Trevor McDonald has a musical anus.
Burglary is the national pastime of the Swiss.
Jesus wore a false beard.
Piccalilli tastes of disappointment.
In Australia the 12 x times table is an act of war.
Shakespeare wrote Anne Frank’s diary.
If you circumnavigate the world anti-clockwise you’ll get told off.
Erectile dysfunction is linked to excessive hovering.
The Queen will spit in your face if you don’t curtsey.
The Dead Sea is just not very well.
Previously on things you may not know…
If you put a sheep in a cupboard it will be furious.
People that make their own pasta are most likely rapists.
In parts of France it is considered rude to finger your host.
If you point at a deaf person they will immediately start to dance.
Jeremy Kyle is an anagram of ‘What a Jolly mong’
A Cadbury’s Creme Egg will fit perfectly up a duck’s bottom.

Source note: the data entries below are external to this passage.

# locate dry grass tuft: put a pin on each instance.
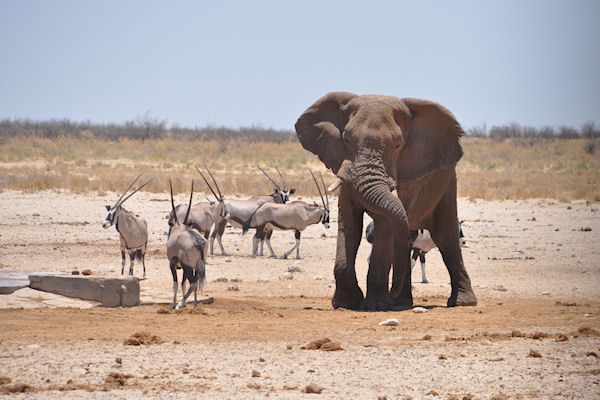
(143, 338)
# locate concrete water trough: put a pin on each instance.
(111, 292)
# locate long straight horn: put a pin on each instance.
(126, 190)
(324, 189)
(216, 185)
(282, 179)
(318, 187)
(136, 190)
(267, 175)
(172, 202)
(187, 214)
(208, 184)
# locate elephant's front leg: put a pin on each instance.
(378, 296)
(401, 280)
(350, 217)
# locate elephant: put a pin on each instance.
(395, 160)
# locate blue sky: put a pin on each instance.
(243, 63)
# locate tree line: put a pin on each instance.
(149, 128)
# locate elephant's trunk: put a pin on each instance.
(375, 192)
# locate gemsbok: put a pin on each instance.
(420, 246)
(132, 228)
(202, 215)
(239, 211)
(295, 216)
(186, 250)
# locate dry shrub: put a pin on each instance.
(313, 388)
(324, 344)
(117, 379)
(143, 338)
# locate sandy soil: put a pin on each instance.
(535, 266)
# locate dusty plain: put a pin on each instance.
(534, 264)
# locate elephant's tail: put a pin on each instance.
(247, 223)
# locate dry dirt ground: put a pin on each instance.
(535, 266)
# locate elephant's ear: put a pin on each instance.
(320, 128)
(432, 140)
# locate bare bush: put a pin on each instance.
(142, 128)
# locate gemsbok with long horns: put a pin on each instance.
(186, 250)
(202, 215)
(295, 216)
(132, 228)
(239, 211)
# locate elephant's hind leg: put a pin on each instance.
(444, 233)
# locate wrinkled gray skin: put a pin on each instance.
(396, 159)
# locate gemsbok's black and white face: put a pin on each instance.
(110, 218)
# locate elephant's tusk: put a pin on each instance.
(334, 185)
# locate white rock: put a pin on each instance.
(390, 322)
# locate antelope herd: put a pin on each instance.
(190, 227)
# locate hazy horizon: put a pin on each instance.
(261, 64)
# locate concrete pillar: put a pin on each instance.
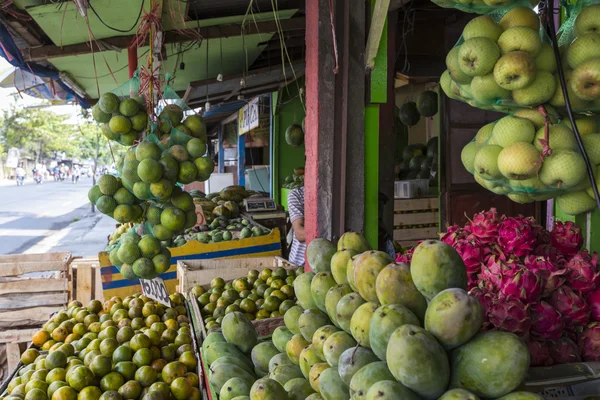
(334, 178)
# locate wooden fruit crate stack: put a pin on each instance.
(32, 287)
(415, 220)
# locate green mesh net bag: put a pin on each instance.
(139, 254)
(531, 156)
(579, 44)
(503, 62)
(483, 6)
(121, 113)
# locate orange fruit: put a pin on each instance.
(40, 337)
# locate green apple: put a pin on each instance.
(485, 90)
(454, 69)
(483, 134)
(486, 162)
(559, 138)
(563, 169)
(538, 92)
(585, 80)
(591, 143)
(477, 56)
(510, 129)
(518, 161)
(514, 70)
(575, 203)
(520, 16)
(583, 48)
(482, 26)
(520, 38)
(545, 59)
(558, 100)
(585, 125)
(588, 20)
(467, 156)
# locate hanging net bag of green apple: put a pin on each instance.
(503, 62)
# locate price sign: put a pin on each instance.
(201, 220)
(156, 290)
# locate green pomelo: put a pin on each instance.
(335, 345)
(302, 290)
(345, 309)
(262, 354)
(332, 387)
(490, 365)
(239, 331)
(319, 286)
(353, 241)
(352, 360)
(366, 377)
(436, 266)
(360, 324)
(339, 262)
(394, 285)
(384, 322)
(366, 268)
(319, 253)
(453, 317)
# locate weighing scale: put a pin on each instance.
(262, 204)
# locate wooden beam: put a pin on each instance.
(211, 32)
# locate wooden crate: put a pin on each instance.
(202, 272)
(87, 280)
(33, 286)
(415, 220)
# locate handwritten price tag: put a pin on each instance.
(201, 220)
(156, 290)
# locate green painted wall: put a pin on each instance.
(289, 110)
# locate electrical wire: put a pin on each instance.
(550, 28)
(117, 29)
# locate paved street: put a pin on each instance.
(34, 213)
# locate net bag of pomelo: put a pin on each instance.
(503, 62)
(112, 198)
(139, 254)
(121, 114)
(483, 6)
(579, 45)
(185, 133)
(530, 156)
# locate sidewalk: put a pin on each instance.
(85, 237)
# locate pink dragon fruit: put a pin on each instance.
(573, 308)
(484, 226)
(552, 277)
(524, 284)
(564, 351)
(589, 343)
(510, 314)
(454, 233)
(472, 254)
(583, 275)
(540, 354)
(593, 301)
(516, 236)
(546, 322)
(566, 238)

Bananas only curve to the right.
Your GP is obliged to buy you flowers if they can’t correctly guess your weight.
You can lead a horse to water, but you can not take a marmoset dancing.
Bald men are more likely to get lost in airports.
A hiccup is accepted currency in Bolivia.
Englebert Humperdink can’t say his own name without giggling.
John Lennon invented spaghetti.
If you swipe a man’s penis across a bar code reader, it’ll play the National Anthem of the country he was born in.
If you squeeze a cat’s paw, it will turn the miaow off.
The first snowman was built in 1847 by Charlie Chaplin, by mistake.
The number 8 used to be the number 6, but people complained.
People that speak more than one language are making it up.
Bruce Forsyth died on a golf course in 1984.
The Leaning Tower Of Pisa is a shit-head
Plasters don’t to stick to Albinos.
It is impossible see a panda through binoculars.
If you kick a cabbage it’ll roll in a perfect circle.
3.30am does not exist in New Mexico.
Poltergeists hate treacle.
Kangaroos totally understand subtext.
Peripheral vision is frowned upon in interviews
People with ginger hair have laughable balance.
A Penny Farthing is sexual misconduct.
A folded pancake will always point to true North.
Nipples are complimentary at all Premier Inns.
In Italy you need a licence to push a wheelbarrow.
Lord Nelson had female genitals.
The Police can stop and search you if they suspect you of carrying melted chocolate.
Cuddling is outlawed in lighthouses.
Lipstick is invisible at high altitudes.
A cheese and salad baguette will buy you 10 minutes on a prison treadmill.
Crab cakes were invented by Leonardo Da Vinci.